Dr. Hubertus Hess-Grunewald: "Diese Stimmen gibt es seit der Ausgliederung im Jahr 2003 in regelmäßigen Abständen. Der Verein hatte damals sehr gute Gründe dafür, Strukturen zu schaffen, die ihm einen großen Einfluss auf das operative Geschäft garantieren. Werder wollte allen Kritikern der Ausgliederung aufzeigen, dass wir trotz der Gründung einer Kapitalgesellschaft EIN WERDER bleiben. Dass wir es schaffen, Strukturen zu installieren, um auf Augenhöhe zu agieren und einer Entfremdung der beiden Organisationen entgegenzuwirken. Das ist aufgegangen. Wir sind in diesen Strukturen Double-Sieger geworden, haben lange Champions League gespielt und haben sportliche Durststrecken überwunden. Aber das Präsidium ist an dieser Stelle auch nicht dogmatisch unterwegs. Wir wissen, dass sich die Zeiten verändern, dass Werder größer geworden ist, die Kapitalgesellschaft in anderen Umsatz-Regionen gelandet ist und in vielen Bereichen spezielle Fachkompetenz gefragt ist. Wir haben uns schon immer damit auseinandergesetzt und nicht zuletzt 2017 mit einer monatelang vorbereiteten Satzungsänderung dieser Entwicklung Rechnung getragen, die es möglich macht, die Position des Geschäftsführers auch mit Persönlichkeiten zu besetzen, die nicht dem geschäftsführenden Präsidium angehören. Wir haben uns in diesem Prozess außerdem darauf verständigt, diese Strukturen regelmäßig zu überprüfen. Und dieser Verantwortung werden wir uns stellen."
WERDER MAGAZIN: Gibt es denn im Präsidium Aktivitäten, eine solche Personal-Rochade kurzfristig umzusetzen?
Dr. Hubertus Hess-Grunewald: "Die Satzung würde es ja schon jetzt weitgehend hergeben. Nein, wir haben da im Präsidium eine sehr klare Haltung, und die ist auch sehr belastbar. Kurzfristig werden wir an diesem starken und wichtigen Steuerungsinstrument des Vereins, selbst in der Geschäftsführung Entscheidungen mit zu treffen, nichts verändern.

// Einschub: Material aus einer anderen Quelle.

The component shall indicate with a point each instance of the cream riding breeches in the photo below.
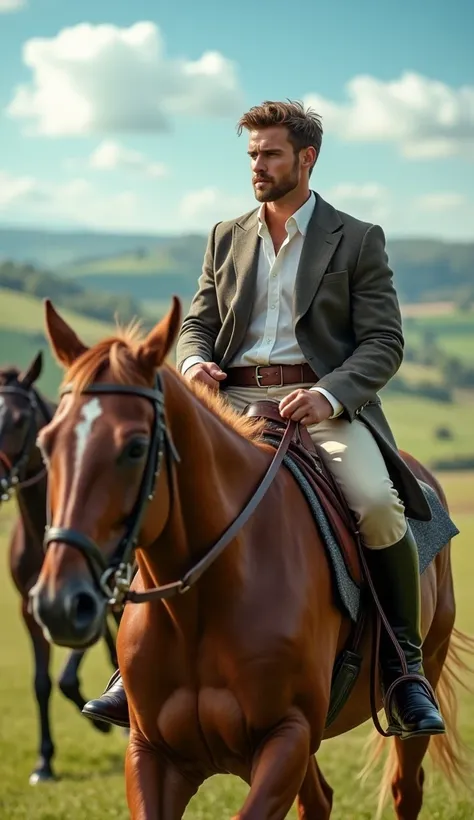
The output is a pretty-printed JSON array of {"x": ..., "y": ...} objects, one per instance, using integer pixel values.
[{"x": 352, "y": 455}]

Wie ich schon sagte, wir brauchen jetzt den Fokus, der uns durch diese Krise führt. Und wir müssen uns alle bei dieser Arbeit gegenseitig unterstützen. Wir brauchen jetzt den Zusammenhalt und keine Strukturdebatte, die nach diesem Abstieg zu emotional und persönlich geführt werden würde. Das Präsidium nimmt die Stimmen wahr, die jetzt schnelle Reformen fordern, aber das Präsidium ist nicht von den Motiven überzeugt, die dort vorgetragen werden. Es entsteht bisweilen der Eindruck, dass persönliche Motive eine viel zu große Rolle spielen und der Effekt einer solchen Strukturreform völlig überhöht wird. Die Strukturreform ist kein Allheilmittel. Deshalb werden wir im Präsidium in den Strukturfragen das Steuerrad auch weiter in der Hand behalten und das Tempo bestimmen. Wir werden eigene Gedanken zu strukturellen Anpassungen an die Herausforderungen vorlegen."